Trump’s signing of the $1.4 trillion omnibus spending bill means that there will not be a government shutdown and that the government will be funded through the end of September. The package also includes a $900 billion dollar COVID-19 relief bill that gives most Americans individual direct payments, continues unemployment benefits, extends the eviction moratorium through the end of January, restores the Payroll Protection Program to provide aid to small businesses and frees up money for COVID-19 vaccine distribution and coronavirus testing.
This comes following a delay due to the president’s demand to increase stimulus checks from $600 to $2,000 per person. Trump had delegated negotiations of the COVID relief and omnibus spending bill to Treasury Secretary Steven Mnuchin, who had called it “fabulous.”
Later that same day, and a day after it has passed both chambers of Congress, Trump denounced the bill as containing foreign aid he called “wasteful spending” and demanded $600 individual direct payments be increased to $2,000.

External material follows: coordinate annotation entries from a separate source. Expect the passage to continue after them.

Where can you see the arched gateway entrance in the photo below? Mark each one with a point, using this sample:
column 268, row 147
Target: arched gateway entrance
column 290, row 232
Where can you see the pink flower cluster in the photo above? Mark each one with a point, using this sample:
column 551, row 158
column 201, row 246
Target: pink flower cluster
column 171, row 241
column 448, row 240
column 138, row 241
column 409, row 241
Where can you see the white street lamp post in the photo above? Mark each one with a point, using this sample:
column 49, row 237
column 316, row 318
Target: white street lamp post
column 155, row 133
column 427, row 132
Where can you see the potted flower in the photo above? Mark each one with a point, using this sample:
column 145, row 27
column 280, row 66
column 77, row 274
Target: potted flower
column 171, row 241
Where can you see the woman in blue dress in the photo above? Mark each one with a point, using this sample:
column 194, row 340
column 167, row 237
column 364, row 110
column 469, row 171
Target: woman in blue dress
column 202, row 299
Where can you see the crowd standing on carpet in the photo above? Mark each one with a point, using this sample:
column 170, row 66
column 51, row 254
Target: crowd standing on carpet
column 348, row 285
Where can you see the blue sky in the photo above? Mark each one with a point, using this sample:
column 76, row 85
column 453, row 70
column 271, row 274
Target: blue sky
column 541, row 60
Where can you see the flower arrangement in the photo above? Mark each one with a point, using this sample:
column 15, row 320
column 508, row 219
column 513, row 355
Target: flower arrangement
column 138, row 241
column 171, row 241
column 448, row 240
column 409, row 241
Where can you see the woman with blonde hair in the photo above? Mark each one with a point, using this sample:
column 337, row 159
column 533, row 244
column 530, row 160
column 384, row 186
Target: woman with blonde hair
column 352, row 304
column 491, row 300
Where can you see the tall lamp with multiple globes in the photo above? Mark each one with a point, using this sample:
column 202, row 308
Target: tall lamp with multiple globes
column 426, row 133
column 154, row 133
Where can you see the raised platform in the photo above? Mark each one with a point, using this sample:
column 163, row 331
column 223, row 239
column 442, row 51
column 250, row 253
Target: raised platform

Trump said on Sunday that along with signing the bill, he will invoke the 1974 Impoundment Control Act to demand “rescissions” be made to the spending measures. Under the Act, the president can seek Congressional approval to rescind by sending a special message to Congress identifying spending he wants to rescind.
“I will sign the Omnibus and Covid package with a strong message that makes clear to Congress that wasteful items need to be removed,” Trump said. “I will send back to Congress a redlined version, item by item, accompanied by the formal rescission request to Congress insisting that those funds be removed from the bill.”
Trump said that the House will vote to increase direct payments to $2,000 per person and $5,200 for a family of four on Monday, and the Senate will also start the process for a vote.
“Congress has promised that Section 230, which so unfairly benefits Big Tech at the expense of the American people, will be reviewed and either be terminated or substantially reformed,” Trump said. “Big Tech must not get protections of Section 230!”
Senate Majority Leader Mitch McConnell, R-Kentucky, applauded the signing of the COVID-19 relief and government funding legislation.
“I applaud President Trump’s decision to get hundreds of billions of dollars of crucial COVID-19 relief out the door and into the hands of American families as quickly as possible,” McConnell said. “The bipartisan rescue package that Republicans in Congress and the Trump administration negotiated with the Democrats will extend another major lifeline to workers at struggling small businesses, renew major relief for laid-off Americans, invest billions more in vaccine distribution, send cash directly to households, and more. The compromise bill is not perfect, but it will do an enormous amount of good for struggling Kentuckians and Americans across the country who need help now.
“I thank the President for signing this relief into law, along with full-year government funding legislation that will continue the rebuilding and modernization of our Armed Forces that his Administration has championed,” McConnell said. “His leadership has prevented a government shutdown at a time when our nation could not have afforded one. I am glad the American people will receive this much-needed assistance as our nation continues battling this pandemic.”